In `mem3_reshard_job:switch_to_next_state/2` job's history is updated, any current `state_info` is cleared, job state is switched in the `#job{}` record. Then, the new state is checkpointed in the `checkpoint/1` function. Checkpoint will cast a message to the `mem3_reshard` manager. After that message is sent the job process sits and waits.

In the meantime `mem3_reshard` manager checkpoints the state, which means it updates both its ETS table with the new `#job{}` record, persists the state with the `mem3_reshard_store` module, then, finally, it notifies the job process that checkpointing is done by calling `mem3_reshard_job:checkpoint_done/1`.

`mem3_reshard_job:checkpoint_done/1` function call sends a `checkpoint_done` message to the job's process, at which point it starts executing that state.

Most states in `mem3_reshard_job` try not to block the main job process and instead launch worker processes to perform long running operations. It is usually just one worker process but it could be multiple as well. After that it waits for the workers to finish and inspects their exit signal (see `wait_for_workers/1` function). When all the workers exit for a particular `split_state`, the job is switched to the next state with `switch_to_next_state/1` and the whole thing repeats until the `completed` state is reached when the whole job exits normally.

If the source is updated at high rate and the cluster is under load, there is a possibility for the resharding jobs to take longer to finish.
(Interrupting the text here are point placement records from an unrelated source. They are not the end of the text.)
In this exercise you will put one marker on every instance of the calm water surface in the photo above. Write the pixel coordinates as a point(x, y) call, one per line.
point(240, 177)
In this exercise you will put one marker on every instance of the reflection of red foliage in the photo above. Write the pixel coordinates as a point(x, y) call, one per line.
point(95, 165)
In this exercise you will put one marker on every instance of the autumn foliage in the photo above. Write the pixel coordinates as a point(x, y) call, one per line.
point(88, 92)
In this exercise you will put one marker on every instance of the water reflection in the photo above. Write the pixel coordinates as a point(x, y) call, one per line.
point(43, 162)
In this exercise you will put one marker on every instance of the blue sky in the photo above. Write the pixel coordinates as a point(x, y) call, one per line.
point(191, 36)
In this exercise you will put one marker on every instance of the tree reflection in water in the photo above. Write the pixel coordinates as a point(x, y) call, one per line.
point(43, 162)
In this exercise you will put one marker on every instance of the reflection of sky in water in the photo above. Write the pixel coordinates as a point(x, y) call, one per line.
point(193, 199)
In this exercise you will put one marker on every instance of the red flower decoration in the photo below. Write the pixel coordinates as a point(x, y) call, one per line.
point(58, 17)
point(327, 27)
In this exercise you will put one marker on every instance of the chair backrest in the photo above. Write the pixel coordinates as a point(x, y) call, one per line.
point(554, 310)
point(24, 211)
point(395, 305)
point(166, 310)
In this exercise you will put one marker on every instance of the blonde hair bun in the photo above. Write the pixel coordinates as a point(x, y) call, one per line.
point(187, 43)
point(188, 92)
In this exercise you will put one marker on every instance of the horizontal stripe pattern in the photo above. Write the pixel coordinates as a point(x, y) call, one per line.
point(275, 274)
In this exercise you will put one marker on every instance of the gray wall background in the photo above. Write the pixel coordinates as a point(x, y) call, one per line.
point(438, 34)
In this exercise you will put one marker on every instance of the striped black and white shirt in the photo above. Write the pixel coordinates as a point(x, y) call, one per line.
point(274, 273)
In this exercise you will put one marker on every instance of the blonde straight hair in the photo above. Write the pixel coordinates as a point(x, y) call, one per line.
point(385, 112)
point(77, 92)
The cluster would have to be running at the limit where both compaction and internal replication will have difficulty catching up as fundamentally the logic used for the initial bulk copy is similar the compaction code, and topoff states are just reusing the internal replicator code. Eventually when the load subsides the jobs should catch up and finish.

Individual Modules Description
------------------------------

These are mostly random notes about various modules involved in resharding. Most, but not all, are in the `mem3` application.

* `mem3_reshard`: Main API entry point and the job manager.

* `mem3_reshard_job` : Individual job logic.

* `mem3_reshard_dbdoc` : Responsible for updating shard doc in the `_db`'s database. Besides just having a bunch of utility function there is a gen_server spawned which is used to update shard documents in a cluster in such a way as to minimize the risk of conflicts. That is accomplished by having each shard updater calling only one such updater for the whole cluster. This coordinator is picked by sorting the list of all the live mem3 nodes and picking the first one in the list.

* `mem3_reshard_httpd` : API endpoint definitions.

* `mem3_reshard_api` : Cluster API endpoint. This module is responsible for sending requests to all the nodes in a cluster and gathering results.

* `mem3_reshard_index` : This is a helper module used by workers in the `build_indices` state.

* `mem3_reshard_job_sup` : Simple one for one supervisor which keeps track of running jobs.

* `mem3_reshard_store` : State persistence module. It knows how to save/restore `#job{}` and `#state{}` records to/from `_local` docs. It is also re-used for serializing `#job{}` into ejson by the HTTP API module.

* `mem3_reshard_validate` : Validate that source exists, target ranges don't have gaps in them, etc.

* `couch_db_split` : This module is not in `mem3` app but it does all the heavy lifting during the initial data copy. Given a source db and some targets, and a function to decide which doc go to which target, it will copy all data from the source to the targets. It's best to think of this module as a form of compactor. Unlike `couch_bt_engine_compactor` this one lives above the `couch_db_engine` API, and instead of copying data to one new file it copies it to 2 or more. Unsurprisingly because of that it uses some lower level `couch_db_engine` API directly, including linking to a couch_db_updater, force setting db update sequences and others.